Sharing the love: online book reviews

Let me start by apologising to my writer friends and all the authors whose books I’ve read and enjoyed for not posting reviews and ratings on Goodreads and retailer websites.

It is not until you start ‘walking the walk’ with indie publishing that you realise just how important – no, essential – it is to have good reviews for your work.

Consider this. When you’re booking accommodation in an unfamiliar place, you first check travel sites such as Tripadvisor for reviews. Am I right?

On travel websites people pull no punches. If the place is really really good, they’ll say so. If it’s really really bad, they’ll say so. If it’s somewhere in between – good, satisfactory, ho-hum – they tend to abstain from leaving a comment. In general, an overall 4 to 5 star rating gets the business. Amongst glowing reports, outlier negative comments stand out. Often they speak more about the reviewer than the business, and may be due to a personal vendetta about something trivial that has blown out of proportion.

Importantly, accommodation providers with zero stars are avoided.
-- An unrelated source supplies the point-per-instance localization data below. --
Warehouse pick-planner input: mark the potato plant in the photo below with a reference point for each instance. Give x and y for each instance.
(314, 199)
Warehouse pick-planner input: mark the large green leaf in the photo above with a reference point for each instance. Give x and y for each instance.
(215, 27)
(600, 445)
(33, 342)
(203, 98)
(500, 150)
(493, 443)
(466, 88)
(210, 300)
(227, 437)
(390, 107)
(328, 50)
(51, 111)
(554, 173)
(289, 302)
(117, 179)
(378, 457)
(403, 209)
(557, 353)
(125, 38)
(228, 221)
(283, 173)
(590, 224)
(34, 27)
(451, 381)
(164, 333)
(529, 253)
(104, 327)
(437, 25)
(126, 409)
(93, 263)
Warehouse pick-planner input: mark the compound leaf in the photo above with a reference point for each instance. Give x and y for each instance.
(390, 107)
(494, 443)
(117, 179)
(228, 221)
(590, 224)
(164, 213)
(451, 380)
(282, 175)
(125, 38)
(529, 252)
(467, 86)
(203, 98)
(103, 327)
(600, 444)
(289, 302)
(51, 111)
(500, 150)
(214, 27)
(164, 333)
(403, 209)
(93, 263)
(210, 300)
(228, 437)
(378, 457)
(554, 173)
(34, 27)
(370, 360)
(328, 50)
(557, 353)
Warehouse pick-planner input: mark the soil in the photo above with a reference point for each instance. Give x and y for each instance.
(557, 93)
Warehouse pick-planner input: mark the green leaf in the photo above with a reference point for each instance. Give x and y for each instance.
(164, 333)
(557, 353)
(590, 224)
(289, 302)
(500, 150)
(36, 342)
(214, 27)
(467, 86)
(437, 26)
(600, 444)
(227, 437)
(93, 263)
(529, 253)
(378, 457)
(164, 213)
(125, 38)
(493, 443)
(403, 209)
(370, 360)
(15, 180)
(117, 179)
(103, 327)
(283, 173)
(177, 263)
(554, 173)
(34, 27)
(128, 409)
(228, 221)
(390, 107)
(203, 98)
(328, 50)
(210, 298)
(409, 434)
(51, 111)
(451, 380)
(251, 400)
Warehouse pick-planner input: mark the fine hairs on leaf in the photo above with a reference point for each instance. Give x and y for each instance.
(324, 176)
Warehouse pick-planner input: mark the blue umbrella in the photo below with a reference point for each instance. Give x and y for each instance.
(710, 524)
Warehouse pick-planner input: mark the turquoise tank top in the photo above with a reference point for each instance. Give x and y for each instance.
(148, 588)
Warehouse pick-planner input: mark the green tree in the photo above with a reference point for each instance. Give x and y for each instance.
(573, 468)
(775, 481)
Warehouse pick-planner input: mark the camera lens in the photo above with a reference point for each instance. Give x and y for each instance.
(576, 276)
Certainly when I’m looking to book and pre-pay for accommodation in a far-flung country, I don’t take the risk of committing to an unrated guest house unless all other options are unavailable.

And so it is with a book. Not as expensive as accommodation, admittedly. In fact many excellent ebooks cost less than a cappuccino. But in terms of committing time to the reading experience, the recommendation of other readers is an important consideration. Books, and in particular ebooks, without a single review struggle for airspace amongst the plethora of titles available.

How do you choose? Do you judge a book solely by its cover? By the sample chapter provided free? By the track record of its author? Or by the number of stars in the review?

As I write this post, there are 142,728 ebooks classed as ‘contemporary fiction’ on the Kindle site alone. The total number published on Kindle in all genres in the last 30 days is 74,755. There are another 11,093 titles listed as ‘coming soon’.

That’s an awful lot of books.

So next time you read something you like, take a few minutes to log on to your ebook retailer or a site such as Goodreads and leave your recommendation.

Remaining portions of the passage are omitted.